Design 3: SSD Benchmark and GPT-4o Evaluation

  • Function: To provide a challenging evaluation benchmark for similar subject generation.
  • Mechanism: Release the Similar-Subject Dataset (SSD), which contains text prompts featuring two or three similar subjects. Utilize GPT-4o to automatically evaluate subject presence, identifiability, and attribute binding in the generated images via visual question answering.
  • Design Motivation: CLIP scores cannot effectively differentiate subject mixing issues. GPT-4o evaluation exhibits higher consistency with human judgment.

Loss & Training

\[\mathcal{L}_{total} = S_{self-cross} + \lambda \cdot S_{cross-attn}\]

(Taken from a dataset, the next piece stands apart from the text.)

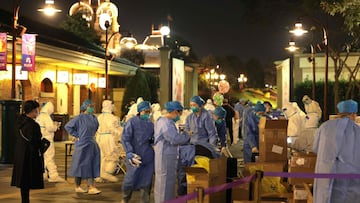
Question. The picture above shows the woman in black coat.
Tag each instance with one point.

where \(S_{cross-attn}\) follows the cross-attention response score of Attend&Excite, and \(\lambda\) is a balancing coefficient. This loss is only applied during the first half of the denoising steps and to the intermediate layers.

Key Experimental Results

Quantitative Results on SSD Benchmark

Method Presence ↑ Identifiability ↑ Attribute Binding ↑ FID ↓
Stable Diffusion Baseline Baseline Baseline Baseline
Attend&Excite Improved Limited Improvement Limited Improvement
INITNO Improved Partial Improvement Partial Improvement
CONFORM Improved Partial Improvement Partial Improvement
Self-Cross (Ours) Best Best Best Maintained

Ablation Study

Configuration Effect
Cross-attn guidance only Fails to eliminate subject mixing
Self-attn guidance only Partial improvement
Single-patch self-attn + cross-attn Limited improvement
Aggregated self-attn + cross-attn Significant elimination of subject mixing

Key Findings

  • Self-Cross guidance substantially outperforms methods that rely on a single attention map, such as INITNO, in eliminating subject mixing.
  • Aggregating multi-patch self-attention yields significantly better results than single-patch approaches.
  • The method is compatible with both UNet-based (SD 1.x/2.x) and Transformer-based (SD3) diffusion models.
  • As a side benefit, subject omission issues are also alleviated.
  • The overall image quality (FID) is not visibly affected.

Highlights & Insights

  1. First exploration of the interaction between self-attention and cross-attention: Provides a new understanding of the causes of subject mixing—self-attention intrusion into other regions leading to feature copying.
  2. Necessity of multi-patch aggregation: Demonstrates that focusing solely on the most discriminative patch is insufficient to eliminate subject mixing.
  3. GPT-4o evaluation scheme: Provides a more reliable automated evaluation instrument for the diffusion model community.

Limitations & Future Work

  • Initial noise optimization and iterative refinement increase inference time.
  • The method primarily targets mixing between similar subjects, offering limited improvement for attribute binding of non-similar subjects.
  • It requires the user to specify which subjects are "similar," lacking an automatic detection mechanism.
  • Future work can explore incorporating Self-Cross guidance into the training phase to scale to more scenarios.
  • Attend&Excite [Chefer et al.] prevents subject omission via maximizing cross-attention.
  • INITNO [Guo et al.] optimizes initial noise by combining self-attention conflict scores.
  • CONFORM [Meral et al.] uses contrastive loss for subject separation.
  • This work is the first to reveal the crucial role of the interaction between self-attention and cross-attention in subject mixing.

Rating

⭐⭐⭐⭐ — Deep analysis on the causes of subject mixing (self-attention intrusion), and the design of the Self-Cross guidance loss is intuitive yet effective. The significant advantage of the multi-patch aggregation strategy over the single-patch scheme is convincing. The SSD benchmark and GPT-4o evaluation provide valuable tools to the community.